Nisansala Dharmasena Bertholameuze; a lecturer in Telecommunication and ICT at SL.T.E.S, with two diplomas each in Journalism (University of Colombo) and Translation and Interpretation (University of Kelaniya) does not hoist any glitches in her unraveling of human emotion and memory. In poems like He Arrives Sharp at Nine and As You Flip Through the Pages of Me in this collection, each word is like a beat of the heart. To read her poems is like an encounter of all of our selves in the past, present, and what we imagine for us in the future. Memory aches in her poems, and the beautiful simplicity in handling past traumas in poems like Unmarked Graves in Unmarked Cemeteries and As Darkness Descended exposes Bertholameuze for the promising poet she is becoming; a 21st century Bronte and a Rossetti. Intimate emotions are handled with such grace, that where one expects a prick, Bertholameuze’s poems are a gentle touch from a feather. But the depth of the emotion and the subject remains. To handle such weight with bearable grace is all the more enchanting and haunting about these poems.
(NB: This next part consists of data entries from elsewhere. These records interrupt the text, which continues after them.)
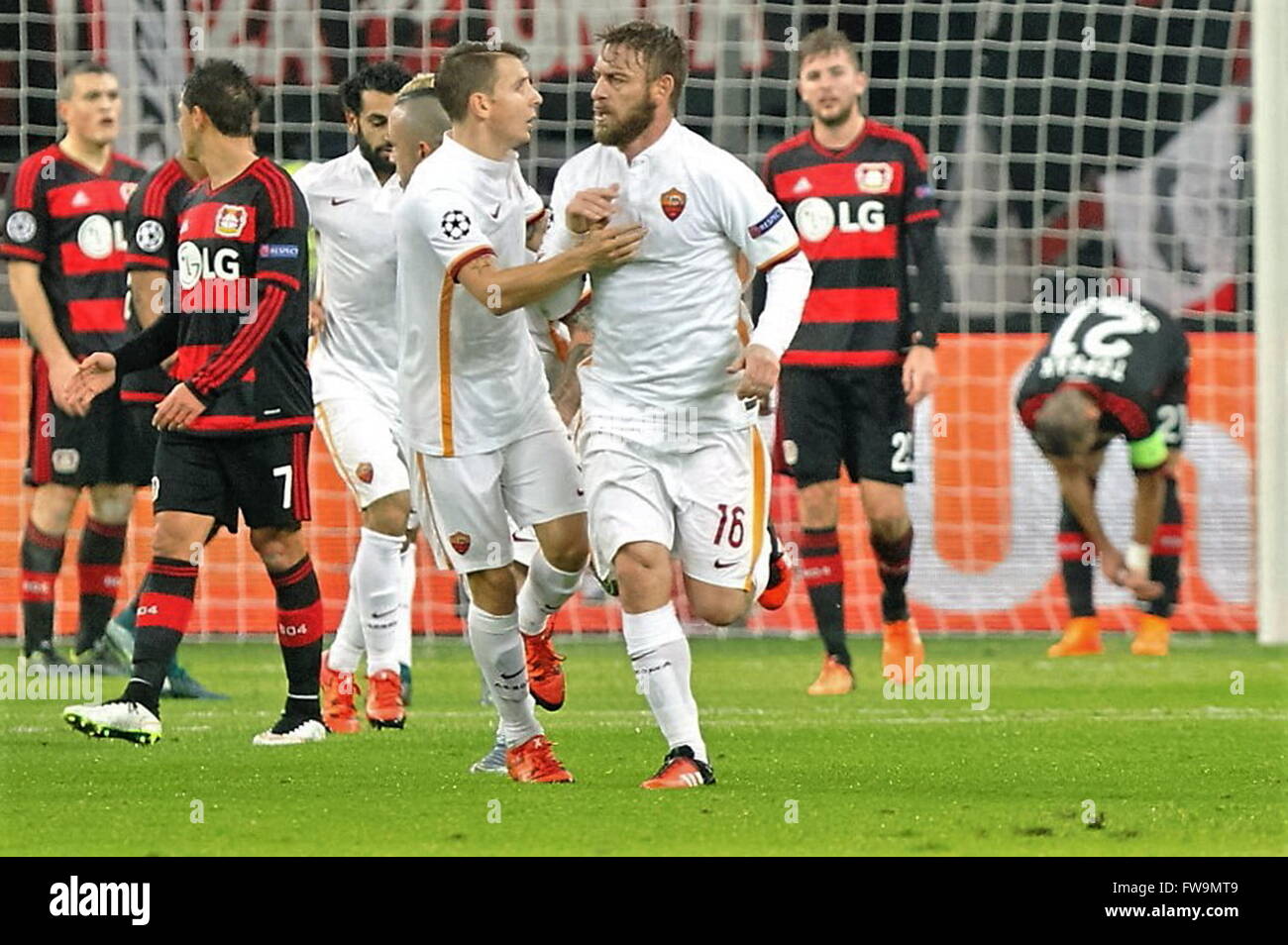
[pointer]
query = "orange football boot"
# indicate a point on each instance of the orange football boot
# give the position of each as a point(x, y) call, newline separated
point(833, 679)
point(780, 576)
point(535, 761)
point(1151, 635)
point(681, 770)
point(338, 690)
point(1081, 639)
point(546, 682)
point(902, 651)
point(384, 700)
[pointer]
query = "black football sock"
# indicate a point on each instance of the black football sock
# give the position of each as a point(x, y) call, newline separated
point(1077, 564)
point(99, 572)
point(894, 558)
point(1164, 563)
point(165, 606)
point(42, 561)
point(299, 631)
point(824, 579)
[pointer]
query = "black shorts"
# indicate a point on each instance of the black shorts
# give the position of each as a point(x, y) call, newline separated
point(104, 447)
point(853, 416)
point(266, 476)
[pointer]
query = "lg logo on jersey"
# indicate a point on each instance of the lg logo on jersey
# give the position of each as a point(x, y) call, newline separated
point(815, 219)
point(197, 262)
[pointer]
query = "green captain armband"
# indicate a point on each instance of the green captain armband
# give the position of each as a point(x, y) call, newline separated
point(1149, 454)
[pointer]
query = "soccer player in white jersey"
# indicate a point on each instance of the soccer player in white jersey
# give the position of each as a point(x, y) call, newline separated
point(355, 365)
point(669, 443)
point(485, 435)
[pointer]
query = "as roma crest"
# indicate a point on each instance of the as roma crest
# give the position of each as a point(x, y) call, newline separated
point(674, 202)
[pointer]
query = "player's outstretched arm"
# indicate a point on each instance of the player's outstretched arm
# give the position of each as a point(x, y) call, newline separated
point(506, 290)
point(93, 376)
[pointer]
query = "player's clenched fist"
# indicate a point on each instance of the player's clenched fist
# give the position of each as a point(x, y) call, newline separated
point(93, 376)
point(590, 207)
point(612, 245)
point(759, 370)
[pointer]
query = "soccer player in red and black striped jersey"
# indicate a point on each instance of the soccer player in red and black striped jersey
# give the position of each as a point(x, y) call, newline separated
point(65, 255)
point(235, 430)
point(864, 207)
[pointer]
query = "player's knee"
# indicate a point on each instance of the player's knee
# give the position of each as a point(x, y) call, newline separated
point(111, 503)
point(493, 589)
point(720, 608)
point(387, 514)
point(278, 548)
point(52, 507)
point(818, 503)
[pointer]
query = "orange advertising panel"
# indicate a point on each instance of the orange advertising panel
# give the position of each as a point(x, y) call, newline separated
point(984, 509)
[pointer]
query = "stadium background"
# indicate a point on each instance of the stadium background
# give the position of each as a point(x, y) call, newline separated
point(1060, 134)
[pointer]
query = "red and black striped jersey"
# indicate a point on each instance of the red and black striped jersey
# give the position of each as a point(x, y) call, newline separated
point(71, 222)
point(851, 209)
point(151, 233)
point(240, 318)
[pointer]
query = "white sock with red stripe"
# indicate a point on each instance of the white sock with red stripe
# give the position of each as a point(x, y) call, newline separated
point(408, 592)
point(348, 647)
point(377, 577)
point(545, 589)
point(498, 653)
point(660, 657)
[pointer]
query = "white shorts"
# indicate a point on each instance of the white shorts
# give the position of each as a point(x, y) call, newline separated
point(473, 498)
point(365, 447)
point(708, 506)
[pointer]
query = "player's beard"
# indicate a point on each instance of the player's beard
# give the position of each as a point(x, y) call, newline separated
point(627, 128)
point(380, 163)
point(840, 117)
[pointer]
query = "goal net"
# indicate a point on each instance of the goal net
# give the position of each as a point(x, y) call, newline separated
point(1061, 134)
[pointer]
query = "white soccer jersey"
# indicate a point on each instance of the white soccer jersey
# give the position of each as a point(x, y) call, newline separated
point(666, 323)
point(353, 215)
point(469, 381)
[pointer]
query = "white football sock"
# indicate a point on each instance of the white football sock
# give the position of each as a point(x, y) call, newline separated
point(377, 575)
point(408, 592)
point(542, 593)
point(348, 647)
point(498, 653)
point(660, 657)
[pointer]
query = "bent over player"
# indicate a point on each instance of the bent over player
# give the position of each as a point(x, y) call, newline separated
point(235, 430)
point(862, 360)
point(1113, 368)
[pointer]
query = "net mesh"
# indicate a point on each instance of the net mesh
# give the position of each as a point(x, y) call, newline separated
point(1060, 136)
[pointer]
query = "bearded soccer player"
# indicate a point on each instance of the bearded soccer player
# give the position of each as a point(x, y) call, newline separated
point(355, 365)
point(235, 430)
point(669, 441)
point(862, 358)
point(153, 235)
point(62, 240)
point(1113, 368)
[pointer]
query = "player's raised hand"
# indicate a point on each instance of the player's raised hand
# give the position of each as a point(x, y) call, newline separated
point(612, 246)
point(179, 408)
point(1115, 567)
point(919, 373)
point(88, 380)
point(759, 368)
point(590, 207)
point(317, 317)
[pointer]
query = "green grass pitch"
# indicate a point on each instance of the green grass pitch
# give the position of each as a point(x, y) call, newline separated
point(1168, 757)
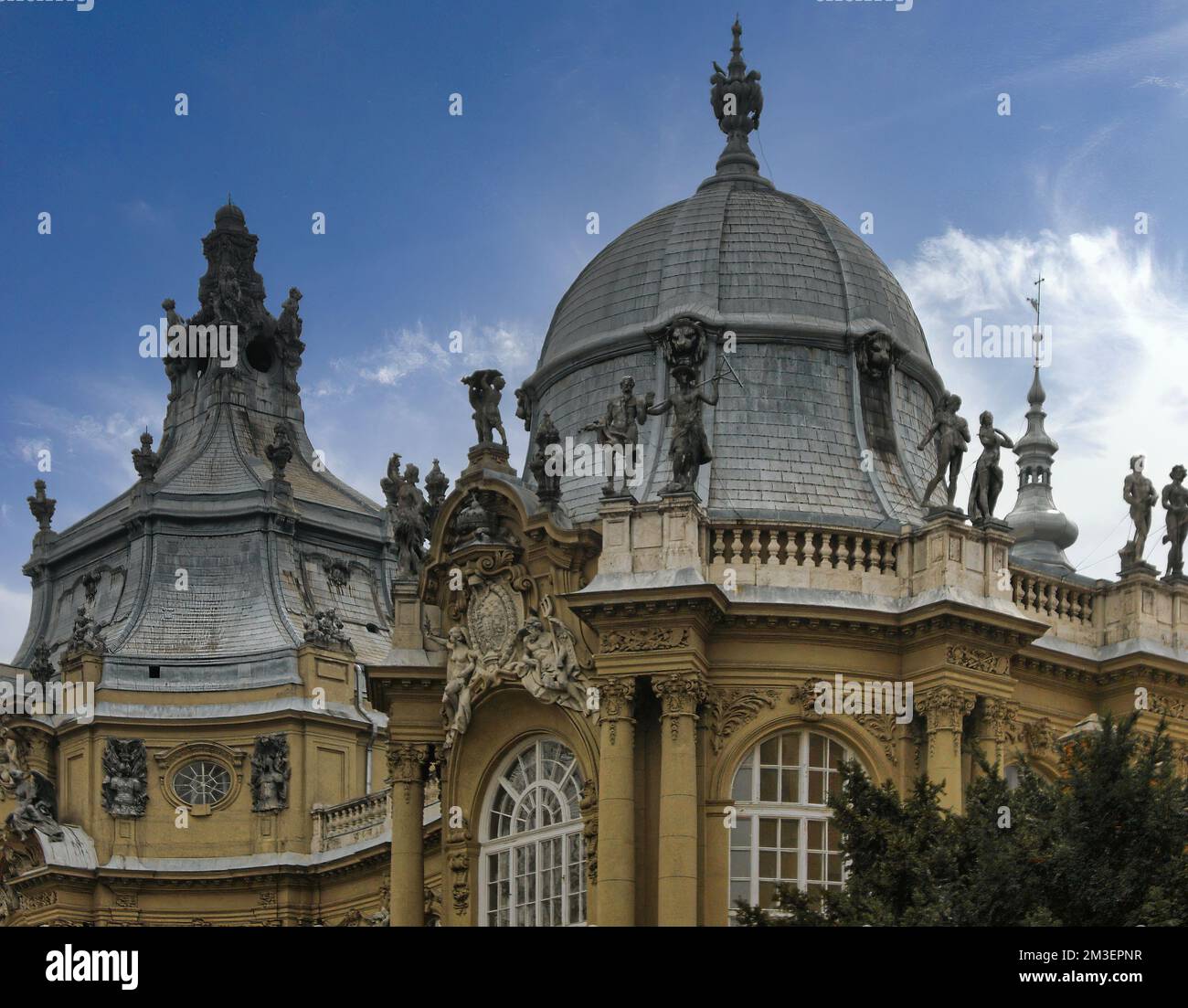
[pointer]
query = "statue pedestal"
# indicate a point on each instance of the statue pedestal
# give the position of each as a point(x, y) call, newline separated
point(957, 514)
point(490, 457)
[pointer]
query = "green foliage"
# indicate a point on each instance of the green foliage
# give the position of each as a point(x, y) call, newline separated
point(1103, 845)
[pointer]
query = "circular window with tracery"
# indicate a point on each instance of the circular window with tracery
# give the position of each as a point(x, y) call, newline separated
point(202, 782)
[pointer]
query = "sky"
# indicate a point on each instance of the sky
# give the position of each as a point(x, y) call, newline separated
point(478, 222)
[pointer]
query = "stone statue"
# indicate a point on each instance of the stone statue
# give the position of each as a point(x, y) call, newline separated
point(460, 669)
point(281, 451)
point(689, 447)
point(618, 430)
point(37, 806)
point(1140, 494)
point(84, 636)
point(546, 462)
point(40, 667)
point(125, 790)
point(1175, 503)
point(410, 522)
point(436, 485)
point(270, 773)
point(327, 631)
point(42, 506)
point(987, 474)
point(145, 461)
point(951, 434)
point(547, 664)
point(486, 391)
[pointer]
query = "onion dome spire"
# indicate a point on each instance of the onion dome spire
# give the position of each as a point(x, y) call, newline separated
point(737, 100)
point(1042, 532)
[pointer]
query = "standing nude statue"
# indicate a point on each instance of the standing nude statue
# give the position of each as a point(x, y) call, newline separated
point(486, 391)
point(689, 447)
point(951, 434)
point(1140, 494)
point(987, 475)
point(1175, 502)
point(618, 430)
point(460, 668)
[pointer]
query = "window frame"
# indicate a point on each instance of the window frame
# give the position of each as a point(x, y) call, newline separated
point(534, 839)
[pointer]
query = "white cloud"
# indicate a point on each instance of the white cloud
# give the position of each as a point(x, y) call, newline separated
point(1119, 351)
point(15, 607)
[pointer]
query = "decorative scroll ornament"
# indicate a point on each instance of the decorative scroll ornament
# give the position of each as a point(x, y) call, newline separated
point(652, 639)
point(502, 637)
point(270, 773)
point(125, 790)
point(728, 708)
point(327, 631)
point(975, 659)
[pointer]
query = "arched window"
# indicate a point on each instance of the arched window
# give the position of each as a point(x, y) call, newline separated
point(534, 854)
point(783, 833)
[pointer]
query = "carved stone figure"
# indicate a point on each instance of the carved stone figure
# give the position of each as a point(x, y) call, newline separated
point(875, 353)
point(289, 341)
point(125, 790)
point(436, 485)
point(84, 635)
point(1140, 494)
point(327, 631)
point(951, 435)
point(145, 461)
point(689, 447)
point(546, 462)
point(40, 667)
point(546, 663)
point(281, 451)
point(460, 668)
point(270, 773)
point(486, 391)
point(619, 430)
point(42, 506)
point(1175, 503)
point(410, 522)
point(176, 363)
point(37, 806)
point(987, 474)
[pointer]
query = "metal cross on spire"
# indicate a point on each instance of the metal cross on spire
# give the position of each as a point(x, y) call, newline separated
point(1037, 333)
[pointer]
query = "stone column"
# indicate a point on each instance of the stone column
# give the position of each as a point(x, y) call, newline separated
point(408, 763)
point(680, 695)
point(617, 803)
point(945, 706)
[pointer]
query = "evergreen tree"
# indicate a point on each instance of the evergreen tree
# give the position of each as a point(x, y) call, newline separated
point(1104, 844)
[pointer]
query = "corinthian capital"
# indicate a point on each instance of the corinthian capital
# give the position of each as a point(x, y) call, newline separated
point(407, 765)
point(945, 706)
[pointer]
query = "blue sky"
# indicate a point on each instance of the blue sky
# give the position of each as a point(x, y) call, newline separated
point(478, 222)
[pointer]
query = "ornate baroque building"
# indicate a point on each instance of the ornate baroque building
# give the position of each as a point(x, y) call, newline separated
point(565, 695)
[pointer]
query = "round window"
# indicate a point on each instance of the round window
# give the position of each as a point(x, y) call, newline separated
point(202, 782)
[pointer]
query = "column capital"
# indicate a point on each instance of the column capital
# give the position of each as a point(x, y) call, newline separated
point(680, 695)
point(408, 763)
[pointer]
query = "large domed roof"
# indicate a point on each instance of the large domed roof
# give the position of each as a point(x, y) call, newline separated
point(832, 388)
point(737, 252)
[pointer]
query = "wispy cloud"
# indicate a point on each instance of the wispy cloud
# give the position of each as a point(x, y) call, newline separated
point(1119, 347)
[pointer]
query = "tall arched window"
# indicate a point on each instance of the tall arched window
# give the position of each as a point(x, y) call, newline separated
point(783, 833)
point(534, 854)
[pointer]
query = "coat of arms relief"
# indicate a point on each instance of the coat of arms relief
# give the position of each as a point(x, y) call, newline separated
point(505, 631)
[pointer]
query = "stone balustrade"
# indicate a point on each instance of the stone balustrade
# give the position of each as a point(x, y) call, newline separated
point(352, 822)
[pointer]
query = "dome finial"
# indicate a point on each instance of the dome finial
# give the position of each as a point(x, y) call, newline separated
point(737, 100)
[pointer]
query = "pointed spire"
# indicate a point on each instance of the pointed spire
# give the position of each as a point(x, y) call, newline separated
point(737, 100)
point(1042, 532)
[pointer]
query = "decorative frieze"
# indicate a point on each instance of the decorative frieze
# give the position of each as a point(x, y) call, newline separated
point(270, 773)
point(652, 639)
point(680, 695)
point(727, 708)
point(125, 790)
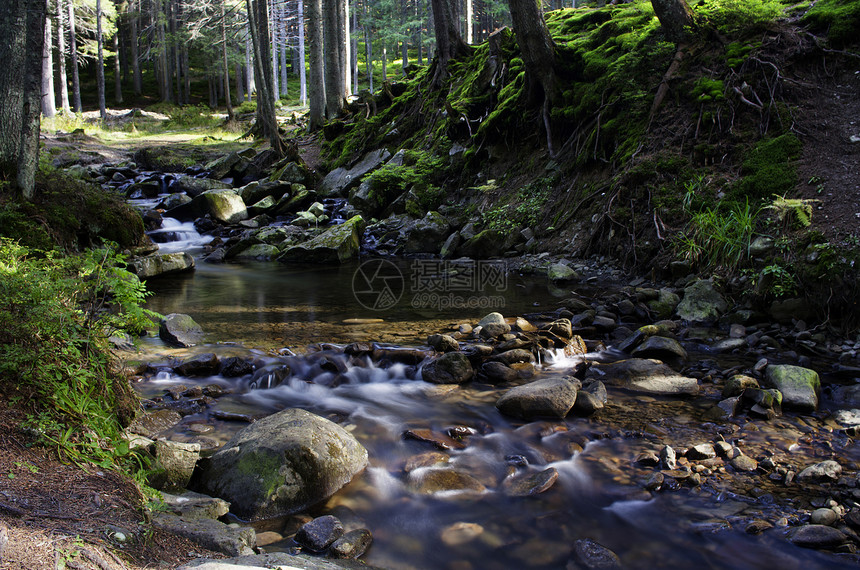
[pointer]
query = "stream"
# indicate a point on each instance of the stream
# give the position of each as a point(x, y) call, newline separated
point(258, 310)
Bertholameuze offers a sanctuary for modern lovers of poetry to come to terms with their most private emotions.
Yashodara Kaluarachchi skillfully captures the emotions at the end of her brushstrokes, giving birth to palpable illustrations which follow the poems. Poetry works with emotion, and emotion, especially those of loss, memory and nostalgia, is abstract in ways that often elude visual culture. Kaluarachchi’s illustrations convey this abstractness, yet at the same moment, give shapes and colors to the emotions in My Womb, A Barren Land.
To read My Womb, A Barren Land is like going on a pilgrimage. It is like an escape into a retreat where one searches for and reconciles with self. In a society where crime rates increase every day and emotions are shrugged off, bottled, and stored away with no outlet to face them, Bertholameuze offers My Womb, A Barren Land like a balm to calm the tensed minds. With this publication, Queen of Sea Publishers proves that they will not fail their readers and will quench the thirst for quality reading material. The collection will undoubtedly be therapeutic for anyone who opens its pages.